Due to its complex history and tangled web of title claims on the land, Kibera is the epitome of what is often referred to as lack of secure tenure. Nubians, absentee landlords, structure owners, and tenants from an array of tribal backgrounds all lay claim to some portion of the underlying property and buildings of Kibera, though, in theory, the government owns all of it. For the average tenant, however, the legal confusion regarding land titles does not matter; the issue for them is the fact that they lack any stable claim to the room they are renting.
Practically, this means that tenants – who pay rent to landlords that can effectively treat them however they want (and not pay taxes on their rental income) – can be evicted without warning or reason at any point in time, and without any legal recourse. In the past, it has been documented that both the government and landlords have conducted large-scale evictions without warning.
Like the rest of Kenya, Kiberans are subject to highly volatile food price swings; for instance, maize, the primary component of Kenyan diets, doubled in price between 2008 and 2009 due to famine and political unrest. Oxfam, Concern Worldwide, and CARE declared Kibera to be in a state of prolonged food crisis in June, 2009.
Tenants that live in Kibera do not have access to water directly. However, outside Kibera, over 90% of people have access to water provided by utilities to their homes.
The water situation, however, is much more challenging in Kibera itself. Water mains cross underneath Kibera to carry water to surrounding golf courses and estates, but the utility companies do not provide access to tenants directly. Instead, Kiberans must either purchase water by the liter from water brokers, at prices that are 5x to 100x the price paid for metered water in the city, or walk to locations outside Kibera with cheaper water and walk it back to their living quarters.
By contrast, over 90% of the remainder of Nairobi has access to water provided by the utility companies to their residences.
Just as there is no water being piped in, there is no waste being pumped out of Kibera. The settlement, being built on unstable, hilly terrain that straddles a major railroad – terrain that is part dirt and part trash heap – completely lacks waste management or sanitation infrastructure. As a result, Kiberans resort to paying for each use of a shared latrine (as many as 500-1,000 people per toilet) or employing the Flying Toilet. As it is used in Kibera, the Flying Toilet involves a person defecating in a plastic bag and tossing it through the air during the night.

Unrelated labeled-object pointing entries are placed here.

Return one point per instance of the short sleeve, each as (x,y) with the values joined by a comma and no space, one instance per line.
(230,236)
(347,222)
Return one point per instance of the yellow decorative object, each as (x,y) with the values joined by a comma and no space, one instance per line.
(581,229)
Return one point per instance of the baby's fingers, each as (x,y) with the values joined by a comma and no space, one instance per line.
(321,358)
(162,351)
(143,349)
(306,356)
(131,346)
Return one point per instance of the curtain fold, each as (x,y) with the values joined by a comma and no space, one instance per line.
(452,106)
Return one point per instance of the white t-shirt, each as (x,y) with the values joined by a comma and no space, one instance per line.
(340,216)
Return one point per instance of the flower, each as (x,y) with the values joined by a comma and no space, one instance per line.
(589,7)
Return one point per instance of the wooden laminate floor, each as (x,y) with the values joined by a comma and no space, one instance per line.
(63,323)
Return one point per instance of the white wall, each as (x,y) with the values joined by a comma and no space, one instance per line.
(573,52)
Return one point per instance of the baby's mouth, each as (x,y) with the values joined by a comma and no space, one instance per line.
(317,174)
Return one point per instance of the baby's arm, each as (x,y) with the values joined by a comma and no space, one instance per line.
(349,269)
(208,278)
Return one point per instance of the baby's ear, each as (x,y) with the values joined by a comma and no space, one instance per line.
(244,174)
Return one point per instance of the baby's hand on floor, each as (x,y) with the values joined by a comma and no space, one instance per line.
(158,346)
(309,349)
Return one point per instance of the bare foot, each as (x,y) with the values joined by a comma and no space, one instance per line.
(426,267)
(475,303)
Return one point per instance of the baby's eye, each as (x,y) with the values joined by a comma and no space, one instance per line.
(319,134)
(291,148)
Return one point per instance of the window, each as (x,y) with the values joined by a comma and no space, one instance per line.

Most sewage runs downhill in open trenches, resulting in stagnation and pooling problems that breed insects and odor.
The combination of malnutrition, poor water, and utter lack of sanitation leads to widespread disease rates in Kibera, with cholera, typhoid, and dysentery being the predominant maladies, followed by diarrhea, worms, and other gastrointestinal issues.
The most well-publicized issue is, however, the prevalence of HIV / AIDS. Approximately 15% of adults living in Kibera carry the virus; the latent effect of the epidemic is the presence of over 50,000 children who were orphaned due to AIDS.